Doctor of Philosophy


School of Mechanical, Materials and Mechatronic Engineering


Nanocrystalline material has been the subject of widespread research over the past couple of decades. When the grain sizes of crystals are down to nanoscale, the so-called nanocrystalline material can exhibit distinct physical properties, unlike their conventional counterparts. The strength and plastic deformation of nanocrystalline material were among the most broadly investigated properties from the mechanical and material perspective. But since the rapid increases in computational power, atomistic simulation has been used extensively to study the mechanical properties of nanocrystalline material from which enormous progress has been made in computational simulation to understand the deformation mechanisms at an atomic scale. In this thesis, molecular dynamics (MD) simulations were carried out to study two common types of crystal defect induced plasticity in nanocrystalline metallic materials, i.e. grain boundary (GB) and stacking fault tetrahedron (SFT).

The first part of this thesis focuses on symmetric GBs where MD simulations were carried out to study dislocation nucleation from a number of 〈1 1 0〉 tilt GBs that covered a wide range of misorientation angles (θ). The results indicated that the mechanical behaviour of GBs and the energy barrier of dislocation nucleation from GBs were closely related to the lattice crystallographic orientation, GB energy, and the intrinsic GB structures. An atomistic analysis of the nucleation mechanisms provided details of dislocation nucleation and emission from the GBs.

The second part of the thesis focuses on the structure and mechanical property of asymmetric GBs, with the results showing that the structure of Σ5 and Σ11 asymmetric GBs with different inclination angles (Ф) consisted of structural units that are closely related to their corresponding symmetric GBs. Tensile deformation was carried out on the bicrystal models with Σ5 GBs under either 'free' or 'constrained' boundary conditions, and the results indicated that the stress state can play an important role in the dislocation nucleation mechanisms. Different deformation mechanisms were reported due to the Σ11 GB structures, including GB migration coupled to shear deformation, GB sliding caused by local atomic shuffling, or nucleation of dislocations and stacking faults from the GB.
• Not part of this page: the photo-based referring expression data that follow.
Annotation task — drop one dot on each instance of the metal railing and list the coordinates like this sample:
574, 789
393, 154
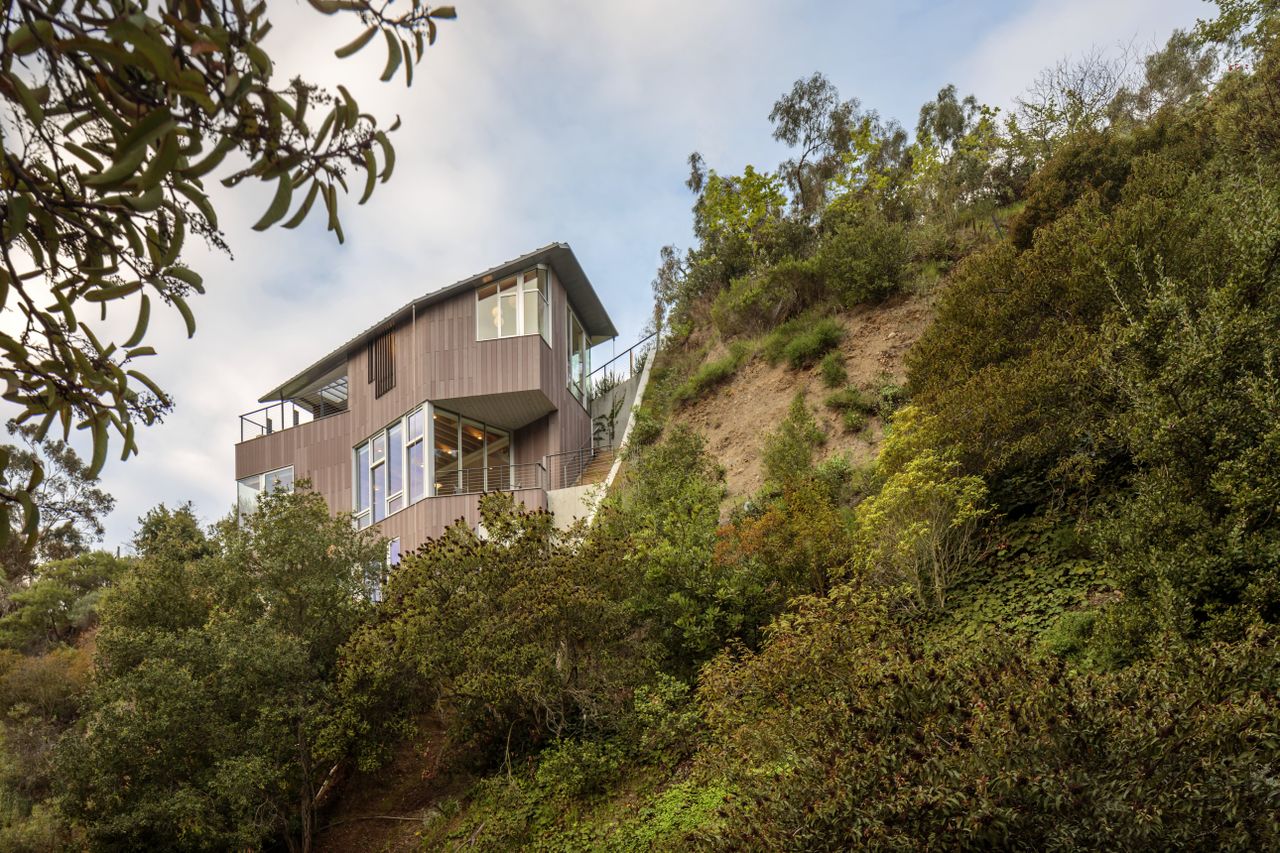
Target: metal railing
567, 469
496, 478
284, 414
621, 366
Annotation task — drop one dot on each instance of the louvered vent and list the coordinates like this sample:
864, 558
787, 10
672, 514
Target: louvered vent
382, 363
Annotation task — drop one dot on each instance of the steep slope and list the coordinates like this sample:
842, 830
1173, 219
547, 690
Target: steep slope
736, 416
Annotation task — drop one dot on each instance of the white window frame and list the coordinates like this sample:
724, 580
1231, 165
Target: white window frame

In the third part, MD simulations were used to investigate the atomic mechanisms of SFT induced plasticity in Cu single crystal. The mechanical response and deformation mechanisms of SFT depended mainly on the crystal orientation and loading direction. The structural transformation of SFT was prevalent under the applied loading; this resulted in a different reduction of yield stress in compression and tension, and also caused a decreased or reversed compression/tension asymmetry. Compressive stress can result in the unfaulting of Frank loop in some crystal, and the process of unfaulting was closely related to the size of the dislocation loop and the stacking fault energy according to the elastic theory of dislocation.

The research in this thesis provides a fundamental understanding of grain boundary and stacking fault tetrahedron induced crystal plasticity at nanometer size, and it can help to enrich the theoretical basis for improving the performance of nanocrystalline materials.